なぜ人間は海の水が飲めないのか?
以下は、記事の抜粋です。
人間が生きる上では水が不可欠ですが、地球上の液体の96%以上が海水なので、人間の水分補給に適した真水はごくわずかしかありません。しかし、イルカやクジラなど海中で暮らす哺乳類がいることを考えると、人間に海の水が飲めても不思議ではない気もします。
人間に海の水を飲むことができない理由は単純で、海水は塩分が濃すぎて腎臓が機能不全になってしまうからです。アメリカ自然史博物のロブ・デサール氏は、「ほとんどの動物は、腎臓で水から不純物を取り除きます。海水を飲むと、体から排出しなければならない塩分を大量に摂取することになってしまうのです」と話しました。

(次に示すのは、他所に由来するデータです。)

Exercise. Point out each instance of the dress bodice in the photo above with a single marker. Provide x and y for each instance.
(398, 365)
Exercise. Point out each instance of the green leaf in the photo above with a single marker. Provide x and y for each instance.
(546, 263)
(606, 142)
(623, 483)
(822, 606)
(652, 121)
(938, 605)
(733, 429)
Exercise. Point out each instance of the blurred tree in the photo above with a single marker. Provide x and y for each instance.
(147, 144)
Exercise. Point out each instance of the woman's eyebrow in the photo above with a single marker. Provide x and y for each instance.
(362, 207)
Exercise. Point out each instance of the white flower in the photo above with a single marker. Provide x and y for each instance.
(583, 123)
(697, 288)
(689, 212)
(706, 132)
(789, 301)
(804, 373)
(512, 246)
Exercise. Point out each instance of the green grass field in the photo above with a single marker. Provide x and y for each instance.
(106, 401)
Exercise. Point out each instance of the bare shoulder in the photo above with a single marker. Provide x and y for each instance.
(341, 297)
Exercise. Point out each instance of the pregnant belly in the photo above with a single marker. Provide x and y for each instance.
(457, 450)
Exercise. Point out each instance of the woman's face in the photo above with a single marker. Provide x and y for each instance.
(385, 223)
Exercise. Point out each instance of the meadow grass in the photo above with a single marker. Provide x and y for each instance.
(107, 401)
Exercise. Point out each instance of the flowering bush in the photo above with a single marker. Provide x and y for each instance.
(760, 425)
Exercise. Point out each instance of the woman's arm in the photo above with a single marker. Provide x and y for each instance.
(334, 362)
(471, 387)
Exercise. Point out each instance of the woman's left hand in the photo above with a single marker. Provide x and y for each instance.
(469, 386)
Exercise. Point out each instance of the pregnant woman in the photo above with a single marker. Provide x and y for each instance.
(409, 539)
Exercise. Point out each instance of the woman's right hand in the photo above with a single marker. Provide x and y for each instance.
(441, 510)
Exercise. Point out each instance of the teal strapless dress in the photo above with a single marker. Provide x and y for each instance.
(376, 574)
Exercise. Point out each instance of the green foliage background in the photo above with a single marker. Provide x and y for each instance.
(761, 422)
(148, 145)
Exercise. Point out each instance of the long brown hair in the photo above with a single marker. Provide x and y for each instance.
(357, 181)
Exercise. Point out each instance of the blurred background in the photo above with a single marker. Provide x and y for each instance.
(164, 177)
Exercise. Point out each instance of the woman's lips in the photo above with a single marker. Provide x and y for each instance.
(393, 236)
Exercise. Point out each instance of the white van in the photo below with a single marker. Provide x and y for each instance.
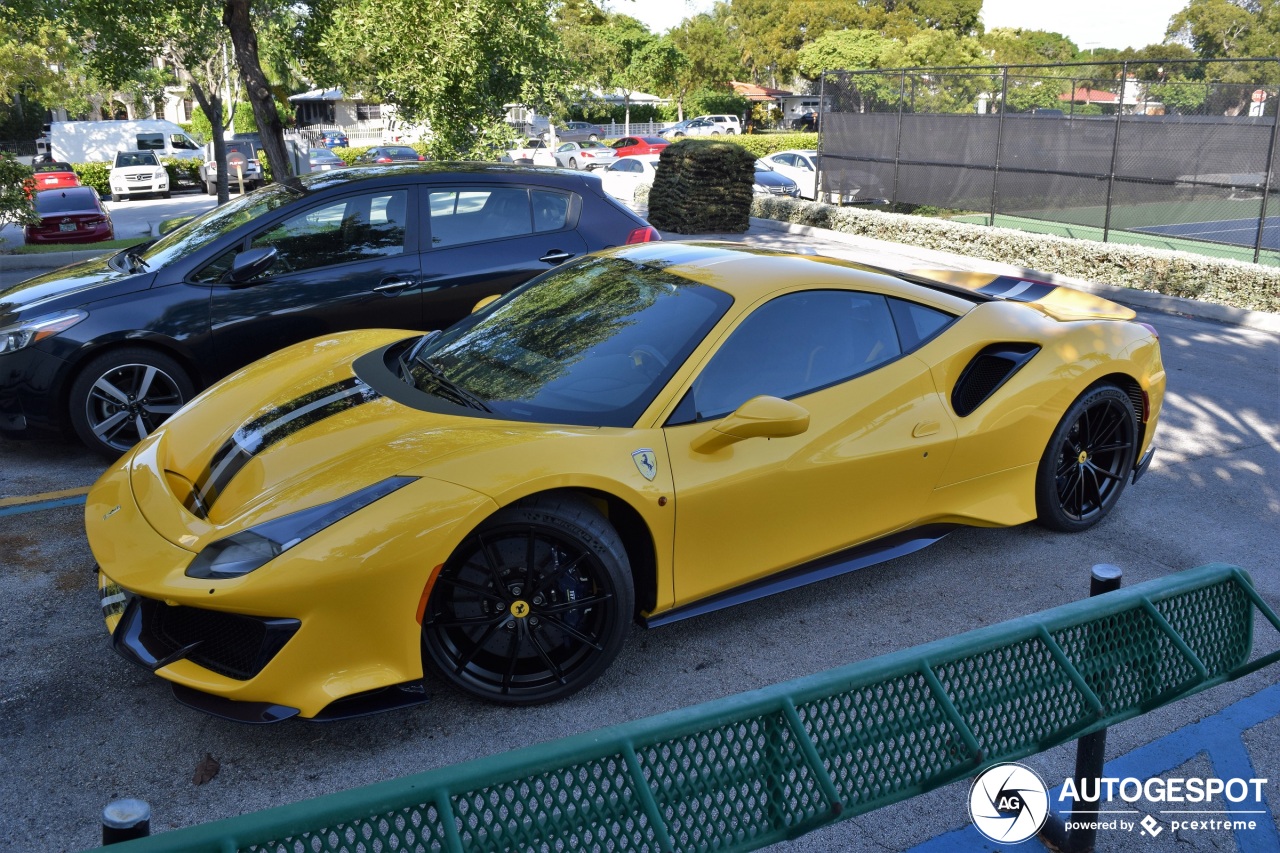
(728, 124)
(99, 141)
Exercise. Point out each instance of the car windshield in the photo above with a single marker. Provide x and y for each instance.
(135, 158)
(590, 343)
(54, 201)
(195, 235)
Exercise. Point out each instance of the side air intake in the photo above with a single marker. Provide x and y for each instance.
(987, 372)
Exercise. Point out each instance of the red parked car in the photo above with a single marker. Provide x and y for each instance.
(71, 215)
(629, 145)
(51, 174)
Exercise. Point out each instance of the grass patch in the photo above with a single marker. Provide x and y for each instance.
(106, 245)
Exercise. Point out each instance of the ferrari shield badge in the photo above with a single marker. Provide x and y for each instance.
(647, 463)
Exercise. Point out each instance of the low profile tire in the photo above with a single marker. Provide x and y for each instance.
(1088, 461)
(533, 606)
(122, 396)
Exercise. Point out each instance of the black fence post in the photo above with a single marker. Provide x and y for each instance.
(1115, 153)
(126, 820)
(1089, 751)
(897, 144)
(1267, 177)
(1000, 141)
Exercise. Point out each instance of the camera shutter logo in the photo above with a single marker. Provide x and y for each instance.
(1009, 803)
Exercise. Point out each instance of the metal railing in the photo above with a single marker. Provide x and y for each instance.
(762, 767)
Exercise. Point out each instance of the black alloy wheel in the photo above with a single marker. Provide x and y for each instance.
(120, 397)
(1088, 461)
(533, 606)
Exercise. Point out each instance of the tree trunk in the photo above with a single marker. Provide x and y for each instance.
(211, 105)
(257, 90)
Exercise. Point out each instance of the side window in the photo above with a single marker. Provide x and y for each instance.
(339, 232)
(551, 210)
(918, 323)
(471, 215)
(791, 346)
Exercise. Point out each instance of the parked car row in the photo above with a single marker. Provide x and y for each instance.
(627, 174)
(110, 347)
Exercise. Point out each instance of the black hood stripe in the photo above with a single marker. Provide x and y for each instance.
(270, 428)
(1018, 290)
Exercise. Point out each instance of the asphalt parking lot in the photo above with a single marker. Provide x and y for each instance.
(80, 726)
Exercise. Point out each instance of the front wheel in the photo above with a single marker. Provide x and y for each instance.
(533, 606)
(122, 396)
(1088, 461)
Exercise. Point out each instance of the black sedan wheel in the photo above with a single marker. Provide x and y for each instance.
(533, 606)
(122, 396)
(1088, 461)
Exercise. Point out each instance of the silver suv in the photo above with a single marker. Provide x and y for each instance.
(237, 151)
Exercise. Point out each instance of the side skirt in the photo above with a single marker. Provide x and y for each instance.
(869, 553)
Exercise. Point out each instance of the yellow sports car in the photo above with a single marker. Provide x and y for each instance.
(652, 432)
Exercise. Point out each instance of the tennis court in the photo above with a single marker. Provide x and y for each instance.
(1233, 232)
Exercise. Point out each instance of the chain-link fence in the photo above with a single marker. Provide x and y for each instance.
(1174, 154)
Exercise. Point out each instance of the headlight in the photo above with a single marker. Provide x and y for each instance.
(242, 552)
(21, 334)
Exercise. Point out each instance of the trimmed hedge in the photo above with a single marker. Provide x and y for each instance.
(703, 187)
(1211, 279)
(95, 174)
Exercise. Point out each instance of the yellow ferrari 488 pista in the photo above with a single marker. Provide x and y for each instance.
(647, 433)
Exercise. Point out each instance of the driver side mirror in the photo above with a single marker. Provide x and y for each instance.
(251, 264)
(758, 418)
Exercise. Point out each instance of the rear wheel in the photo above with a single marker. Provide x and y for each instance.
(122, 396)
(533, 606)
(1088, 461)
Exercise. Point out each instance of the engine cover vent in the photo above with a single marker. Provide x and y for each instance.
(987, 372)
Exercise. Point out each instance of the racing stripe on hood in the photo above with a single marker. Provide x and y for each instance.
(269, 428)
(1018, 290)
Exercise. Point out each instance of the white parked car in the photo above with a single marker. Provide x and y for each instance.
(727, 124)
(801, 167)
(535, 151)
(137, 173)
(585, 155)
(626, 174)
(690, 127)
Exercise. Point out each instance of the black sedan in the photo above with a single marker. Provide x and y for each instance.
(108, 349)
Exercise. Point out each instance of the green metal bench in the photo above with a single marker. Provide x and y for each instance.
(766, 766)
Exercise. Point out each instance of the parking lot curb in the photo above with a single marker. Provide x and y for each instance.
(1260, 320)
(49, 260)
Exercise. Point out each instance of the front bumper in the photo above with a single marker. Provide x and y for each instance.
(30, 389)
(325, 630)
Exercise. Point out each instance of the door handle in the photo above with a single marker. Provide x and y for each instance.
(926, 428)
(393, 286)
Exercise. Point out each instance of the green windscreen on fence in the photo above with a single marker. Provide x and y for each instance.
(764, 766)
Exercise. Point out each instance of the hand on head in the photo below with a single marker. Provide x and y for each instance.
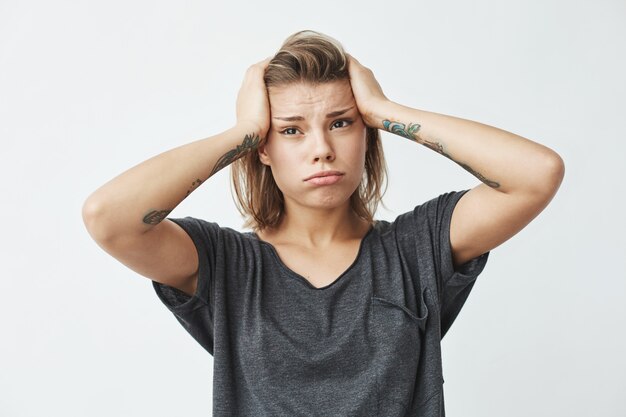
(253, 108)
(366, 90)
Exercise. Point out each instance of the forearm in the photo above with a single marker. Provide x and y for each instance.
(502, 160)
(141, 197)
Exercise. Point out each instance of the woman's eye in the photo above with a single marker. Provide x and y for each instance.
(347, 123)
(285, 131)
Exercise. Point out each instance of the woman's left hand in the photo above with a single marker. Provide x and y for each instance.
(367, 92)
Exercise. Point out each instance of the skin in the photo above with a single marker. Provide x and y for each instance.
(316, 217)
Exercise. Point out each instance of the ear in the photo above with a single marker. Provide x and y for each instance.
(263, 156)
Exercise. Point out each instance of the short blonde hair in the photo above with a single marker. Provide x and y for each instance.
(311, 57)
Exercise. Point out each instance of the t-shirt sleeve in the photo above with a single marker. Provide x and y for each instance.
(429, 223)
(195, 313)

腎臓は、余分な水分や血液中の老廃物から尿を作り、体外に排出する重要な役割を持つ臓器です。しかし、腎臓では血液より塩分が濃い尿を作ることができないのに対し、海水には人間の血液の3倍以上の塩分が含まれています。従って、人間が海水を飲んだ後で余分な塩分を体外に排出するには、飲んだ海水と同量以上の真水を飲まなくてはならないことになります。
一方、海で暮らす生き物はさまざまな工夫で真水が飲めない環境に適応しています。例えば、アホウドリ・カモメ・ペンギンなど海で長期間暮らす海鳥には、飲んだ水が胃に到達する前に塩分を取りだして鼻から排出する塩腺という特殊な分泌腺があるとのこと。海洋哺乳類は、体内から余分な塩分を排出するための特別な酵素や細胞構造を持っています。彼らはスーパー腎臓を持っているというわけです。
ではなぜ人類のような陸上動物が「スーパー腎臓」を持たないのかというと、陸上動物の祖先となる動物が太古の海から陸に進出するために、淡水を飲むように進化したからだとのこと。霊長類を含む多くの動物たちは自然淘汰により塩分のない水を処理する能力に特化していったので、塩水を飲むと非常に危険で有害な影響を受けるようになったそうです。
食塩の半数致死量(LD50)は3 g/kgとされており、60 kgの人ならば180 gが致死量となるのですが、醤油を1 L飲むとちょうど致死量くらいになるそうです(記事をみる)。同じ記事に、「かつて日本がまだ戦争をしていたころ、病気になって徴兵を逃れようと醤油を大量に飲んだ人が多くいたそうです。」と書かれています。また、「高ナトリウム血症では細胞内脱水が起こるとされ、一番弱い臓器は脳であることから、いずれの症例でも、数時間以内に頭痛、けいれんや高熱、意識消失などの神経症状がみられています。さらに、血管内水分の貯留によって脳浮腫,肺水腫をきたし、呼吸不全を併発したり、尿細管壊死をきたすこともあると報告されています。」
私の父は、もうかなり前に亡くなりましたが、徴兵逃れのために醤油を飲んだと言っていました。私が生まれたのは奇跡かもしれません。